No country is more exposed to the H-1B than India. Indian nationals make up roughly 71% of all H-1B beneficiaries, a share that has held near three-quarters for years. When Washington tightens, loosens or threatens this one programme, it lands on Indian households and Indian IT firms first.

The last year has already been brutal on the practical side, regardless of the courtroom drama:

  1. Petition fees spiked from a few thousand dollars to a headline-grabbing six figures before the court stepped in.
  2. Rejections and scrutiny rose, making approvals slower and less certain.
  3. Visa-stamping appointments at US consulates across India, from Delhi and Mumbai to Hyderabad, Chennai and Kolkata, dried up, with some applicants seeing no open slots until around May 2027.

There's also a striking demand signal. Registrations for the next H-1B cycle reportedly fell sharply, dropping from about 343,981 the previous year to roughly 211,600, a decline of nearly 39%. Fewer people are even trying. That tells you how the fee, the uncertainty and the rhetoric have already changed behaviour, long before any final verdict.

The quiet winner: India's own offices

There's an irony buried in all this. As the American door gets heavier to push, a lot of the work is simply staying in India.

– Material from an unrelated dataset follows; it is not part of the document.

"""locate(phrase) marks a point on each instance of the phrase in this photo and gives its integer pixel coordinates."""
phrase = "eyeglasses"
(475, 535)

Global tech giants have been expanding their India-based engineering and global capability centres, and analysts expect that build-out to accelerate precisely because moving people to the US has become so costly and slow. If a company can't easily fly an engineer to Texas, it can hire that engineer in Bengaluru or Hyderabad and keep the project running. The talent doesn't vanish. It relocates to where the friction is lowest.

That's cold comfort for the individual who dreamed of a Silicon Valley salary and a path to a green card. But at the macro level, India's domestic tech employment may benefit from exactly the squeeze that frustrates aspiring migrants. The H-1B was always a two-way pipe, and Washington is busy narrowing the American end of it.

What to watch next

For anyone tracking this, a few things will decide where it actually lands. The appeals courts will have to resolve the contradiction between the rulings that killed the fee and the one that upheld it. The Supreme Court may eventually be asked to settle whether a president can attach a charge like this without Congress. And the fee, even if it survives appeal, was set to expire in September anyway, which means the legislative fight over the programme's long-term shape matters far more than this single proclamation.

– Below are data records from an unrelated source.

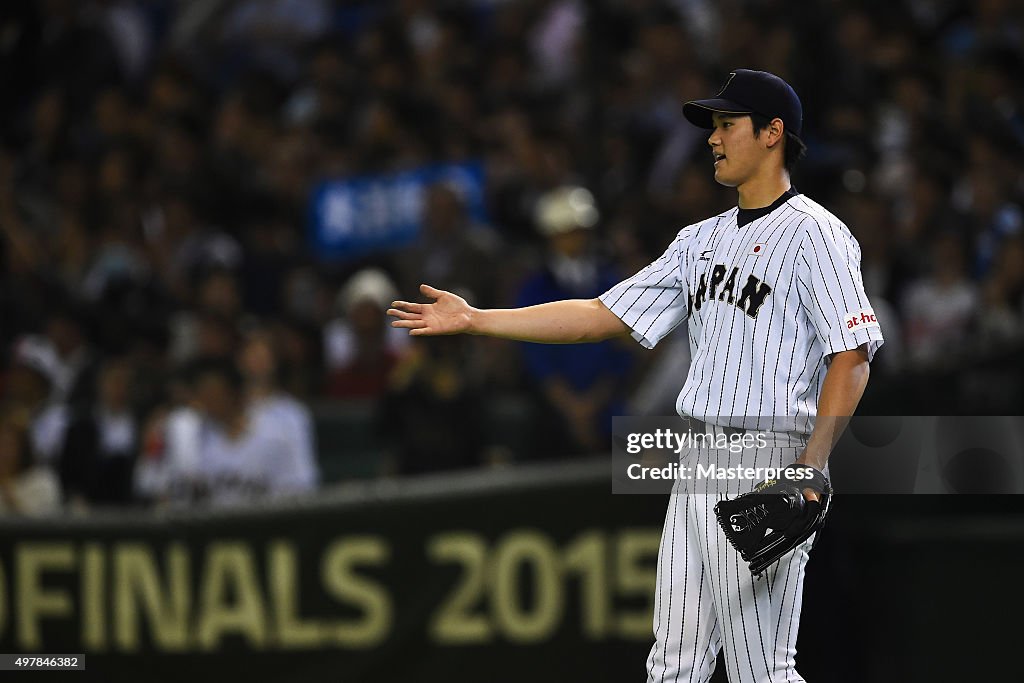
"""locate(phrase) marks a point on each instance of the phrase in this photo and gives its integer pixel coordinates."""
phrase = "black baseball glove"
(775, 517)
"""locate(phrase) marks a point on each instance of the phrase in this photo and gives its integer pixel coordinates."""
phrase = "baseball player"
(781, 335)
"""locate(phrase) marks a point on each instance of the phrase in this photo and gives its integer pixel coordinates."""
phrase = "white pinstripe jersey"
(766, 304)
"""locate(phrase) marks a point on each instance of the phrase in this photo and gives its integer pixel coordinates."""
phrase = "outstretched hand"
(449, 314)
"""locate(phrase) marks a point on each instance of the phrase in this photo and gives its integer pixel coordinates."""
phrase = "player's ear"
(776, 131)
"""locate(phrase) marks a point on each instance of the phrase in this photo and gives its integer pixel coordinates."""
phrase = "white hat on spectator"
(565, 209)
(368, 285)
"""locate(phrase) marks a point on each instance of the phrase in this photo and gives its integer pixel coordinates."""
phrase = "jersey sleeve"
(832, 289)
(653, 301)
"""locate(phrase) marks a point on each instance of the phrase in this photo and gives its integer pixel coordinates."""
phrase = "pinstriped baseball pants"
(707, 599)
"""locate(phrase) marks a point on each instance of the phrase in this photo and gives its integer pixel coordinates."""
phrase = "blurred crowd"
(165, 324)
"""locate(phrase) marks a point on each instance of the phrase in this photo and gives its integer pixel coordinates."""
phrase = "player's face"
(738, 155)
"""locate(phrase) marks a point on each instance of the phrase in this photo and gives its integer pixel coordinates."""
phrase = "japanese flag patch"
(860, 319)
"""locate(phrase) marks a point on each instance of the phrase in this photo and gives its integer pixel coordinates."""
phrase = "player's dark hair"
(795, 147)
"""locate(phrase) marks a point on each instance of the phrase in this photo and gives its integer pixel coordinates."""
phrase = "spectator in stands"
(582, 384)
(259, 369)
(98, 457)
(244, 455)
(26, 487)
(361, 348)
(432, 415)
(29, 385)
(940, 307)
(452, 250)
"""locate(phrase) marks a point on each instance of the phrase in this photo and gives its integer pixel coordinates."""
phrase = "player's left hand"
(809, 494)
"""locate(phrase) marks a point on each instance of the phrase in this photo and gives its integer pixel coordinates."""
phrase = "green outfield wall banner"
(536, 574)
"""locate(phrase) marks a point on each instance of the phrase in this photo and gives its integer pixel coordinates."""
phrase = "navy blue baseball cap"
(749, 91)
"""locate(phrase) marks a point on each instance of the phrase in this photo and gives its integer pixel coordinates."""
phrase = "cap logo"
(732, 75)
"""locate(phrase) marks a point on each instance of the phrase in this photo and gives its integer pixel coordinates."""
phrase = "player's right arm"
(568, 322)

Then there's the Mike Lee question, the one money can't answer. The fee dispute is about how expensive H-1B should be. Lee and his allies are asking whether it should exist in its current form at all. That debate won't be resolved in a Boston courtroom. It will be fought in Congress, in the next election cycle and in the politics of American jobs.

For the Indian engineer refreshing a consulate booking page with no slots until 2027, the takeaway is sober. A judge struck down the most punishing fee, and that's a real reprieve. But the ground under the H-1B is still shifting, and the loudest voices in Washington aren't arguing about the price of the visa. They're arguing about whether to keep it open.

Frequently Asked Questions

Is the $100,000 H-1B fee cancelled now?

A federal judge in Boston struck it down on June 8, 2026, but a separate court earlier upheld it, and the Trump administration is appealing. The legal status is contested, so applicants should confirm current rules before paying anything.

Does the court ruling mean H-1B visas are easy to get again?

No. Even without the fee, approvals have tightened, rejections have risen, and visa-stamping appointments in India remain badly backlogged into 2027.

What is Mike Lee actually demanding?

Senator Mike Lee wants the entire H-1B programme paused, arguing it displaces American graduates. That goes much further than the fee fight and would need political, not just judicial, action.

How does this affect Indian workers most?

Indians account for roughly 71% of H-1B recipients, so any pause, fee or slowdown hits Indian engineers and the IT services industry harder than any other group.